Ah, yes, “Imagine”…perhaps the dumbest song ever written. In some states, the proper ones, the admission of liking the song gets you involuntarily committed to a mental ward. Or at least it should. It is a hippy dippy utopian standard trotted out when leftists get together and idealistically dream of killing everybody else. Near the end of his life, not long after he publicly backed Ronald Reagan for president, John Lennon said he was “embarrassed” by the song and wished he could “burn every copy.” You see, Lennon grew up. Mr. Rosen has not yet done that.
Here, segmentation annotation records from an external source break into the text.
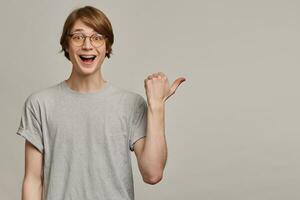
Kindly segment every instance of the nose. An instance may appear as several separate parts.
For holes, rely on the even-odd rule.
[[[82,45],[82,48],[83,49],[93,49],[93,45],[91,44],[90,37],[85,38],[85,40],[83,42],[83,45]]]

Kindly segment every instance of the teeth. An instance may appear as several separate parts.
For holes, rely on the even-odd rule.
[[[94,58],[96,56],[80,56],[80,57],[83,57],[83,58]]]

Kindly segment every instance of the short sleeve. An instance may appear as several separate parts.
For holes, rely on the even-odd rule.
[[[16,134],[28,140],[43,153],[44,145],[41,122],[34,111],[33,101],[31,96],[29,96],[23,105],[21,120]]]
[[[147,102],[145,99],[138,95],[137,100],[133,106],[132,117],[130,123],[130,140],[129,149],[134,151],[134,143],[146,136],[147,129]]]

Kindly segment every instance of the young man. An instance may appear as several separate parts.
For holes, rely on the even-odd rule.
[[[72,73],[27,97],[17,131],[26,139],[23,200],[133,200],[132,151],[144,182],[162,179],[165,101],[185,79],[170,87],[163,73],[149,75],[147,104],[104,80],[113,40],[110,21],[94,7],[66,19],[60,43]]]

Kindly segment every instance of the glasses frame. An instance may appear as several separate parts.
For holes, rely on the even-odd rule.
[[[78,34],[78,35],[82,35],[83,38],[84,38],[81,45],[75,45],[74,42],[72,42],[72,37],[73,37],[74,35],[77,35],[77,34]],[[97,36],[101,36],[101,37],[102,37],[102,39],[103,39],[104,42],[103,42],[100,46],[95,46],[95,45],[93,44],[93,41],[92,41],[91,38],[92,38],[94,35],[97,35]],[[85,35],[84,33],[75,32],[75,33],[70,33],[70,34],[68,34],[68,36],[71,38],[71,42],[72,42],[72,43],[74,44],[74,46],[76,46],[76,47],[81,47],[82,45],[84,45],[85,40],[86,40],[87,37],[89,38],[91,45],[92,45],[93,47],[95,47],[95,48],[101,47],[101,46],[105,43],[105,39],[106,39],[106,36],[105,36],[105,35],[101,35],[100,33],[93,33],[92,35],[87,36],[87,35]]]

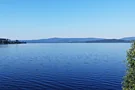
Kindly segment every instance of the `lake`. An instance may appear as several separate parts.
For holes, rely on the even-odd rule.
[[[129,43],[0,45],[0,90],[121,90]]]

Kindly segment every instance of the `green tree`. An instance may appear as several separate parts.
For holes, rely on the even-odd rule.
[[[123,81],[123,90],[135,90],[135,42],[127,52],[127,72]]]

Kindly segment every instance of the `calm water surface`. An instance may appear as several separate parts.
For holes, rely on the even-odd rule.
[[[121,90],[130,44],[0,45],[0,90]]]

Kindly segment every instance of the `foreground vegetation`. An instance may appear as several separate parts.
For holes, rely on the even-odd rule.
[[[127,52],[127,72],[123,81],[123,90],[135,90],[135,42]]]

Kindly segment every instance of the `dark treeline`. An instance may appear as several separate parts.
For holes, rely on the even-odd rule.
[[[10,40],[10,39],[4,39],[0,38],[0,44],[21,44],[26,42],[20,42],[19,40]]]

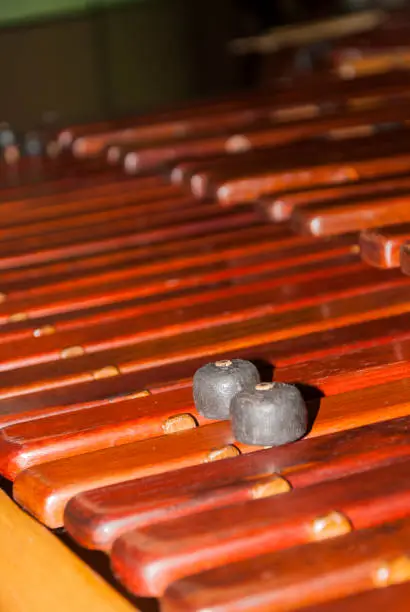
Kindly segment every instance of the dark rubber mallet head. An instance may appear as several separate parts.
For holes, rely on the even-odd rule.
[[[229,419],[233,396],[244,389],[254,389],[259,382],[259,372],[250,361],[232,359],[207,363],[194,375],[196,409],[208,419]]]
[[[231,402],[232,429],[238,442],[280,446],[304,436],[308,412],[300,391],[286,383],[261,383]]]

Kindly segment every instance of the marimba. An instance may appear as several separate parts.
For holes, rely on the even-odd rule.
[[[1,609],[407,610],[409,78],[74,126],[39,183],[3,165]],[[234,358],[297,385],[306,437],[198,413]]]

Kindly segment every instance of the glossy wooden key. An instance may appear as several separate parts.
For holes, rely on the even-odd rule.
[[[140,528],[114,542],[111,566],[131,592],[158,596],[179,578],[227,562],[403,518],[410,513],[409,474],[410,461],[399,461]]]
[[[367,181],[353,181],[340,185],[325,185],[316,189],[271,194],[260,198],[258,208],[271,221],[288,221],[295,209],[312,203],[362,197],[365,195],[397,195],[410,189],[410,177],[388,176]]]
[[[407,314],[376,319],[273,344],[254,345],[248,349],[229,352],[229,356],[253,359],[258,363],[277,363],[280,366],[287,366],[308,359],[323,358],[326,355],[342,355],[358,348],[386,345],[394,338],[396,341],[399,338],[403,340],[408,338],[407,319]],[[227,354],[223,351],[215,355],[215,359],[226,357]],[[69,415],[99,405],[113,405],[134,399],[141,393],[146,395],[147,391],[143,385],[149,387],[152,394],[190,387],[192,376],[203,364],[203,357],[193,358],[147,370],[143,372],[143,378],[130,372],[81,385],[54,388],[2,400],[0,423],[5,427],[47,416]]]
[[[410,245],[405,244],[402,246],[400,254],[400,265],[404,274],[410,274]]]
[[[305,277],[302,274],[281,275],[278,271],[262,281],[234,286],[231,291],[192,295],[189,296],[192,298],[189,304],[189,298],[185,303],[177,298],[165,302],[164,308],[160,308],[157,302],[151,308],[146,305],[145,308],[128,309],[128,316],[126,309],[123,309],[125,312],[120,310],[118,317],[114,311],[111,321],[107,317],[106,323],[103,316],[96,316],[94,320],[89,316],[78,331],[72,328],[65,333],[56,333],[55,328],[51,328],[48,334],[45,330],[43,335],[39,333],[20,342],[16,339],[7,342],[3,337],[0,371],[67,359],[70,354],[76,357],[81,352],[95,353],[131,344],[135,346],[150,338],[233,323],[235,319],[249,319],[270,311],[279,313],[297,310],[330,297],[343,297],[347,291],[352,294],[355,290],[360,292],[360,288],[370,289],[375,282],[380,282],[378,278],[372,279],[369,272],[364,271],[354,259],[349,261],[348,258],[335,258],[328,263],[333,265],[324,265],[323,268],[311,271],[304,267]],[[326,284],[323,282],[325,279]],[[290,290],[292,280],[294,284]],[[274,300],[271,291],[275,291]],[[174,307],[178,305],[182,308],[175,310]],[[155,318],[153,313],[156,313]],[[70,351],[70,347],[81,349]]]
[[[360,401],[364,404],[371,396],[386,398],[390,393],[398,397],[409,384],[409,379],[402,379],[371,387]],[[354,393],[358,397],[357,392],[344,394],[346,406]],[[342,404],[343,395],[324,400],[321,410],[331,410],[332,401]],[[391,399],[389,402],[392,405]],[[64,527],[83,546],[108,551],[117,537],[136,527],[286,493],[409,456],[409,427],[408,417],[384,421],[217,465],[199,465],[81,493],[68,503]]]
[[[356,135],[371,134],[378,124],[397,122],[409,118],[409,108],[406,105],[385,106],[381,109],[343,113],[331,117],[308,119],[301,122],[272,126],[269,122],[257,130],[243,130],[229,135],[220,134],[207,138],[187,139],[165,142],[151,147],[144,145],[126,148],[111,147],[107,159],[116,158],[122,161],[128,173],[138,173],[155,170],[163,164],[178,159],[201,158],[215,155],[231,155],[253,149],[302,140],[305,138],[329,134],[338,137],[341,134]]]
[[[0,430],[0,473],[14,480],[37,463],[194,429],[209,424],[193,405],[192,389],[77,408]],[[1,417],[0,417],[1,420]]]
[[[333,359],[327,357],[278,368],[275,378],[315,385],[329,395],[383,380],[397,380],[410,373],[406,347],[406,342],[396,341],[381,346],[380,350],[356,350]],[[401,353],[399,360],[395,358],[397,352]],[[327,370],[324,364],[328,364]],[[339,371],[334,374],[336,368]],[[172,431],[206,423],[195,410],[192,412],[191,394],[191,389],[184,389],[176,392],[176,396],[162,393],[122,405],[108,403],[70,414],[66,410],[61,416],[11,427],[4,427],[9,415],[6,414],[4,419],[0,416],[3,425],[0,430],[0,473],[13,479],[22,469],[39,462],[161,435],[171,431],[168,421],[173,423]],[[172,419],[178,414],[185,416]]]
[[[402,389],[396,387],[391,396],[387,394],[389,418],[410,414],[408,389],[404,394]],[[368,402],[363,399],[366,394]],[[383,393],[361,390],[322,402],[311,437],[386,419]],[[317,403],[313,406],[317,410]],[[13,494],[24,508],[54,528],[63,524],[65,507],[78,493],[257,450],[235,441],[229,422],[221,421],[28,468],[17,476]]]
[[[358,595],[332,600],[317,606],[304,608],[304,612],[361,612],[373,610],[384,612],[387,609],[407,612],[410,598],[410,583],[402,582],[383,589],[375,588]]]
[[[141,373],[139,380],[144,381],[142,388],[146,388],[146,377],[150,376],[149,371],[152,368],[200,357],[207,357],[209,360],[211,355],[221,352],[229,355],[233,350],[250,348],[255,344],[290,339],[372,318],[402,314],[409,307],[407,280],[405,276],[402,278],[403,286],[386,289],[376,287],[375,290],[367,292],[360,288],[358,292],[355,291],[354,297],[331,299],[319,305],[302,308],[297,315],[294,311],[267,315],[262,312],[249,320],[245,318],[231,324],[227,321],[222,327],[147,340],[136,347],[124,346],[90,355],[83,355],[81,351],[79,356],[63,361],[3,372],[0,373],[0,397],[18,397],[47,388],[82,384],[129,372],[135,373],[136,381],[137,372]],[[392,349],[394,365],[390,369],[386,361],[384,367],[380,362],[379,376],[397,376],[400,369],[404,375],[407,368],[406,346],[407,344],[402,347],[405,355],[403,358]],[[377,359],[383,361],[383,355]],[[371,368],[367,375],[372,377]],[[363,381],[366,379],[367,377],[363,378]],[[153,382],[163,381],[154,379]],[[356,377],[354,384],[360,384],[360,376]]]
[[[374,196],[329,204],[309,204],[292,214],[295,231],[313,236],[334,236],[410,221],[410,193]]]
[[[99,239],[84,235],[84,232],[78,230],[79,239],[73,239],[72,233],[64,235],[64,232],[53,236],[44,244],[41,237],[30,237],[24,241],[21,246],[13,241],[3,243],[0,248],[1,260],[0,269],[10,267],[21,267],[27,265],[35,265],[46,263],[56,259],[69,259],[73,257],[83,257],[95,253],[116,251],[118,248],[126,248],[129,246],[146,246],[149,243],[161,243],[169,240],[181,240],[194,236],[204,235],[212,231],[224,231],[234,229],[243,225],[252,225],[256,223],[256,216],[252,212],[247,212],[241,215],[221,217],[217,215],[206,221],[198,221],[192,223],[180,223],[175,226],[162,229],[154,229],[147,232],[131,232],[130,224],[123,224],[123,231],[117,235],[112,235],[110,228],[104,226],[101,229]],[[9,244],[13,242],[13,244]]]
[[[127,203],[139,203],[138,210],[144,212],[148,202],[151,206],[160,207],[160,204],[164,206],[164,201],[174,201],[182,195],[184,194],[181,189],[173,185],[159,181],[157,184],[147,184],[145,178],[102,186],[96,183],[94,187],[71,190],[64,194],[0,200],[0,218],[6,226],[16,225],[24,221],[64,218],[84,212],[102,212]]]
[[[85,274],[92,274],[99,270],[114,269],[116,267],[134,263],[139,266],[150,261],[157,262],[160,265],[166,262],[169,266],[177,266],[171,260],[179,259],[184,265],[184,259],[188,260],[195,256],[200,256],[204,252],[208,252],[209,259],[214,257],[218,260],[219,252],[222,251],[222,256],[235,257],[243,254],[244,249],[250,249],[250,253],[262,251],[263,248],[275,250],[276,245],[283,239],[292,238],[294,243],[298,241],[302,244],[301,237],[297,237],[294,232],[288,228],[283,228],[281,231],[273,231],[272,226],[266,223],[255,223],[250,227],[236,227],[233,231],[221,231],[220,233],[212,234],[212,236],[199,236],[187,238],[182,243],[180,241],[169,241],[165,244],[156,244],[153,247],[140,246],[119,248],[114,252],[100,253],[97,255],[88,255],[78,259],[69,259],[61,261],[53,261],[38,265],[27,266],[24,268],[12,268],[2,270],[2,282],[5,287],[29,286],[30,284],[51,284],[53,282],[61,282],[65,279],[80,277]],[[304,238],[306,241],[306,238]],[[238,246],[240,245],[240,246]],[[223,252],[226,250],[225,253]],[[255,249],[255,250],[252,250]],[[214,252],[214,255],[212,255]],[[205,256],[205,255],[203,255]],[[165,266],[164,266],[165,267]],[[177,268],[178,269],[178,266]],[[155,268],[154,268],[155,270]]]
[[[184,290],[198,292],[207,287],[232,284],[234,279],[237,279],[236,283],[245,283],[245,279],[269,276],[269,273],[280,273],[281,270],[293,268],[293,272],[296,272],[296,266],[303,265],[303,262],[312,266],[316,263],[319,268],[321,262],[326,265],[326,261],[332,258],[355,255],[358,248],[352,242],[351,239],[342,239],[334,243],[298,244],[298,241],[295,243],[292,240],[289,248],[284,249],[283,259],[278,248],[272,249],[271,252],[257,249],[254,257],[250,255],[247,258],[245,252],[243,257],[236,260],[218,261],[218,258],[212,255],[197,257],[196,262],[203,260],[202,266],[195,265],[195,260],[188,259],[185,262],[174,262],[173,265],[170,263],[169,266],[162,262],[148,263],[145,266],[128,265],[119,269],[108,269],[104,276],[96,273],[81,279],[76,280],[74,277],[45,286],[37,286],[35,283],[34,286],[30,283],[22,286],[12,285],[14,291],[10,288],[11,292],[4,294],[0,303],[0,324],[101,308],[131,299],[152,300],[159,295],[181,294]],[[381,275],[376,276],[383,280]],[[390,273],[390,277],[392,276],[394,277],[394,274]],[[390,277],[386,275],[387,282]],[[402,277],[401,282],[405,282]]]
[[[377,268],[398,268],[400,249],[410,240],[410,223],[367,230],[360,235],[362,259]]]
[[[337,513],[333,516],[337,535]],[[317,519],[323,538],[332,535],[326,534],[332,528],[331,520],[331,516]],[[384,523],[189,576],[167,589],[161,607],[164,612],[216,612],[221,608],[233,612],[238,606],[247,612],[300,608],[339,612],[373,609],[366,603],[375,601],[376,610],[404,610],[401,598],[408,597],[410,577],[409,526],[409,519]],[[319,530],[317,539],[320,536]],[[370,589],[375,590],[369,600],[365,593]],[[363,595],[348,597],[361,592]],[[348,598],[339,601],[343,597]],[[398,608],[395,601],[399,601]],[[383,602],[385,607],[380,605]],[[405,602],[408,605],[408,598]],[[309,605],[312,607],[306,607]]]
[[[46,293],[58,295],[68,293],[69,290],[75,295],[84,287],[88,287],[91,291],[93,287],[108,285],[113,280],[117,281],[118,284],[122,280],[129,279],[128,285],[131,287],[133,280],[134,282],[139,281],[141,284],[152,285],[160,279],[166,278],[167,275],[175,284],[176,280],[182,280],[189,274],[192,275],[195,269],[198,270],[199,276],[212,272],[216,269],[216,266],[218,266],[218,269],[227,269],[229,267],[258,265],[264,261],[269,261],[270,256],[273,257],[274,261],[278,261],[281,249],[284,252],[283,259],[285,262],[291,260],[292,257],[293,259],[297,258],[302,253],[305,253],[312,260],[314,257],[324,259],[325,253],[329,253],[330,256],[332,253],[342,254],[343,248],[345,252],[359,251],[358,245],[355,244],[357,238],[352,236],[329,243],[329,241],[317,241],[311,238],[298,239],[288,228],[276,227],[273,228],[271,236],[264,235],[265,239],[263,241],[261,240],[263,234],[257,231],[256,236],[259,237],[259,240],[255,240],[254,237],[252,241],[253,229],[260,230],[260,224],[251,225],[248,230],[251,234],[248,238],[249,242],[247,244],[245,242],[242,248],[238,244],[234,244],[233,236],[230,238],[227,249],[218,249],[217,247],[209,248],[209,250],[198,249],[199,252],[181,249],[180,252],[172,253],[169,244],[163,245],[163,250],[158,248],[158,252],[153,247],[140,247],[132,251],[128,250],[130,261],[125,261],[122,265],[113,265],[109,260],[110,254],[107,253],[101,261],[103,265],[95,271],[91,269],[86,270],[84,274],[69,274],[68,278],[56,275],[46,278],[44,281],[39,281],[37,279],[26,279],[24,277],[25,269],[10,270],[4,273],[3,293],[8,300],[25,297],[28,299]],[[158,246],[160,247],[160,245]],[[336,249],[339,250],[336,251]],[[167,254],[168,256],[166,256]],[[291,263],[290,261],[289,264],[283,265],[286,266]],[[65,262],[65,265],[67,265],[67,262]],[[278,266],[278,264],[276,265]]]
[[[408,170],[407,128],[399,132],[400,137],[395,134],[304,141],[245,153],[199,170],[191,178],[191,187],[197,197],[215,196],[221,205],[230,206],[272,191],[404,173]]]
[[[58,538],[22,512],[2,491],[0,538],[2,610],[135,610]]]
Why does Mr. Rosen choose “Lean on Me”? His explanation: “The lyrics hold no pastoral images of fruited plains or oceans white with foam, no high-minded invocations of liberty or God. ‘Lean on Me’ is a deeply American song — but it’s not, explicitly at least, a song about America.”
And here we have it: liberty and God have no place in an American anthem. Which perfectly seems to encapsulate Rosen’s view of America itself. And that last line, that an American national anthem should not be about America? That tells you all you need to know about Rosen’s dedication to logic.
There will be more on this as the replace-the-anthem movement picks up steam in the media and with the Democrats. But on this one, we’re safe. That is, if the president is re-elected.